Обсуждение: Failed test 'psql query died successfully after SIGQUIT'

Поиск
Список
Период
Сортировка

Failed test 'psql query died successfully after SIGQUIT'

От
Thomas Munro
Дата:
Hi,

Does anyone have any thoughts on why Travis CI might be failing
occasionally as shown below, but the build farm apparently doesn't?
It's not alien technology, it's just Ubuntu Linux running on a virtual
machine.  One thing that it does slightly differently is "make
-Otarget -j3 check-world" but I don't see why -j3 would break
something like that specifically, except perhaps by overloading the
system in a way that affects timing.  And yet we have all many of fast
and slow machines in the BF, so I don't know.

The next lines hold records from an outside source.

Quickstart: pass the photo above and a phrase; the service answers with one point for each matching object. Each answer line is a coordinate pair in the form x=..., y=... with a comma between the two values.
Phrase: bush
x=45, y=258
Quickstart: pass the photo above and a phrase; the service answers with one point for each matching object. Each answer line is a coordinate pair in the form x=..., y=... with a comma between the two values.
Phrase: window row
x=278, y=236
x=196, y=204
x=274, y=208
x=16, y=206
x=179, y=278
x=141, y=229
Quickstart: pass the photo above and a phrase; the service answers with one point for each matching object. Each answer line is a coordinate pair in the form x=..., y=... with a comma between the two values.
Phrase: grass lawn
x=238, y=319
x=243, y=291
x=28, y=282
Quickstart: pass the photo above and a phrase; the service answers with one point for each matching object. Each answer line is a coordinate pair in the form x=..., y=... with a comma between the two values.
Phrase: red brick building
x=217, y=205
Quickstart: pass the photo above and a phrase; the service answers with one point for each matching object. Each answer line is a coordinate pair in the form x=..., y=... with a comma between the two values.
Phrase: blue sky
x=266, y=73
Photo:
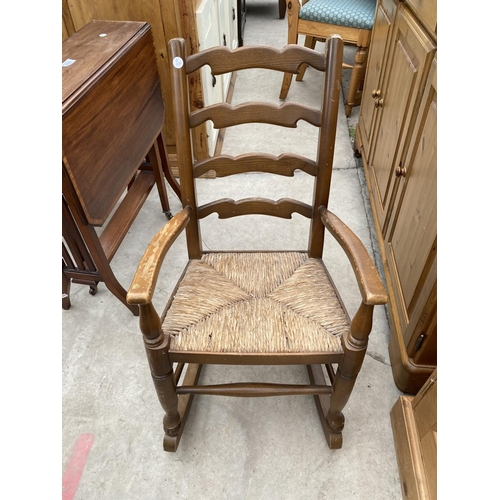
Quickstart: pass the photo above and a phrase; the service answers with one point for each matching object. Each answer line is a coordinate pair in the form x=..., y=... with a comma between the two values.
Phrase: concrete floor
x=263, y=448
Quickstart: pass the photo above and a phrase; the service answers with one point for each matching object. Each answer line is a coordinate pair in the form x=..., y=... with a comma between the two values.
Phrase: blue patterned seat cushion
x=350, y=13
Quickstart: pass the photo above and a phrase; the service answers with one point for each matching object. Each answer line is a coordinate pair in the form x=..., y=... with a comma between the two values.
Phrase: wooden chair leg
x=161, y=368
x=354, y=343
x=66, y=287
x=293, y=8
x=357, y=77
x=282, y=8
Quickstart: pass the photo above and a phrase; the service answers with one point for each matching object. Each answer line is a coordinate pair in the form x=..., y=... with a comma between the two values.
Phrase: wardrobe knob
x=400, y=171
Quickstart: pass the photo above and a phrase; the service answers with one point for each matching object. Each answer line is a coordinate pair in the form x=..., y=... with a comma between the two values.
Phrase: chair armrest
x=370, y=285
x=142, y=287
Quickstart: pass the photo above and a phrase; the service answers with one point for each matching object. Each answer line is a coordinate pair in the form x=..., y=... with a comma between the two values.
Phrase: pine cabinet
x=397, y=139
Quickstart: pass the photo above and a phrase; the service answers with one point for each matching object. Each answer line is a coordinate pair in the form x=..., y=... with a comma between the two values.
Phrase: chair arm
x=142, y=287
x=370, y=285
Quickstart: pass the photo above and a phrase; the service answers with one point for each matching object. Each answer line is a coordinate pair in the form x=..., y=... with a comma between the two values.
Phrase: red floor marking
x=75, y=466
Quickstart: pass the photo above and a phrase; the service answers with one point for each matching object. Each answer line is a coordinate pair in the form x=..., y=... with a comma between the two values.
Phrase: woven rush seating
x=255, y=303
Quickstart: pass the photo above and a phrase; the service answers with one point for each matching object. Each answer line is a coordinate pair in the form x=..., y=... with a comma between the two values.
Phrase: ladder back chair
x=255, y=308
x=317, y=19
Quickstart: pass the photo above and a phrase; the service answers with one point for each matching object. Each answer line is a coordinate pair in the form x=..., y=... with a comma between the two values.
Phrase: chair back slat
x=286, y=115
x=283, y=208
x=223, y=60
x=285, y=164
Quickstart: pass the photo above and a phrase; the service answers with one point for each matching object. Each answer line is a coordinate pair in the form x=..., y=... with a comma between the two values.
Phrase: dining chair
x=316, y=19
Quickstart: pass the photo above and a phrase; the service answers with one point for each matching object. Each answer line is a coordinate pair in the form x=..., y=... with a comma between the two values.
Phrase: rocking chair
x=255, y=308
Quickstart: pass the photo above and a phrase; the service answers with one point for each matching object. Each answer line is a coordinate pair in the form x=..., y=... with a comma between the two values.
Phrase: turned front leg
x=161, y=367
x=354, y=343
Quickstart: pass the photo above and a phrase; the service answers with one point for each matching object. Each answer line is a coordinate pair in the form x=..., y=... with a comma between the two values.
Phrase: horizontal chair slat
x=285, y=165
x=286, y=115
x=255, y=390
x=288, y=59
x=227, y=208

https://travis-ci.org/postgresql-cfbot/postgresql/builds/334253917

t/012_subtransactions.pl ............. ok
# aborting wait: program timed out
# stream contents: >><<
# pattern searched for: (?^m:psql-connected)
#   Failed test 'monitor connected'
#   at t/013_crash_restart.pl line 95.
# aborting wait: program timed out
# stream contents: >><<
# pattern searched for: (?^m:WARNING:  terminating connection because
of crash of another server process|server closed the connection
unexpectedly)
#   Failed test 'psql query died successfully after SIGQUIT'
#   at t/013_crash_restart.pl line 110.
# aborting wait: program timed out
# stream contents: >>psql:<stdin>:3: WARNING:  terminating connection
because of crash of another server process
# DETAIL:  The postmaster has commanded this server process to roll
back the current transaction and exit, because another server process
exited abnormally and possibly corrupted shared memory.
# HINT:  In a moment you should be able to reconnect to the database
and repeat your command.
# psql:<stdin>:3: server closed the connection unexpectedly
# This probably means the server terminated abnormally
# before or while processing the request.
# psql:<stdin>:3: connection to server was lost
# <<
# pattern searched for: (?^m:WARNING:  terminating connection because
of crash of another server process|server closed the connection
unexpectedly)
#   Failed test 'psql monitor died successfully after SIGQUIT'
#   at t/013_crash_restart.pl line 119.
# Looks like you failed 3 tests of 18.
t/013_crash_restart.pl ...............
Dubious, test returned 3 (wstat 768, 0x300)
Failed 3/18 subtests
Test Summary Report
-------------------
t/013_crash_restart.pl             (Wstat: 768 Tests: 18 Failed: 3)
  Failed tests:  3, 5-6
  Non-zero exit status: 3
Files=13, Tests=134, 198 wallclock secs ( 0.10 usr  0.01 sys + 35.98
cusr 10.35 csys = 46.44 CPU)
Result: FAIL
Makefile:19: recipe for target 'check' failed

-- 
Thomas Munro
http://www.enterprisedb.com


Re: Failed test 'psql query died successfully after SIGQUIT'

От
Tom Lane
Дата:
Thomas Munro <thomas.munro@enterprisedb.com> writes:
> Does anyone have any thoughts on why Travis CI might be failing
> occasionally as shown below, but the build farm apparently doesn't?
> It's not alien technology, it's just Ubuntu Linux running on a virtual
> machine.  One thing that it does slightly differently is "make
> -Otarget -j3 check-world" but I don't see why -j3 would break
> something like that specifically, except perhaps by overloading the
> system in a way that affects timing.

Quite a few of us use -jsomething with make check-world, so I doubt
that that's an issue per se.  I have no idea what -Otarget means in
this context though, and neither does "info make".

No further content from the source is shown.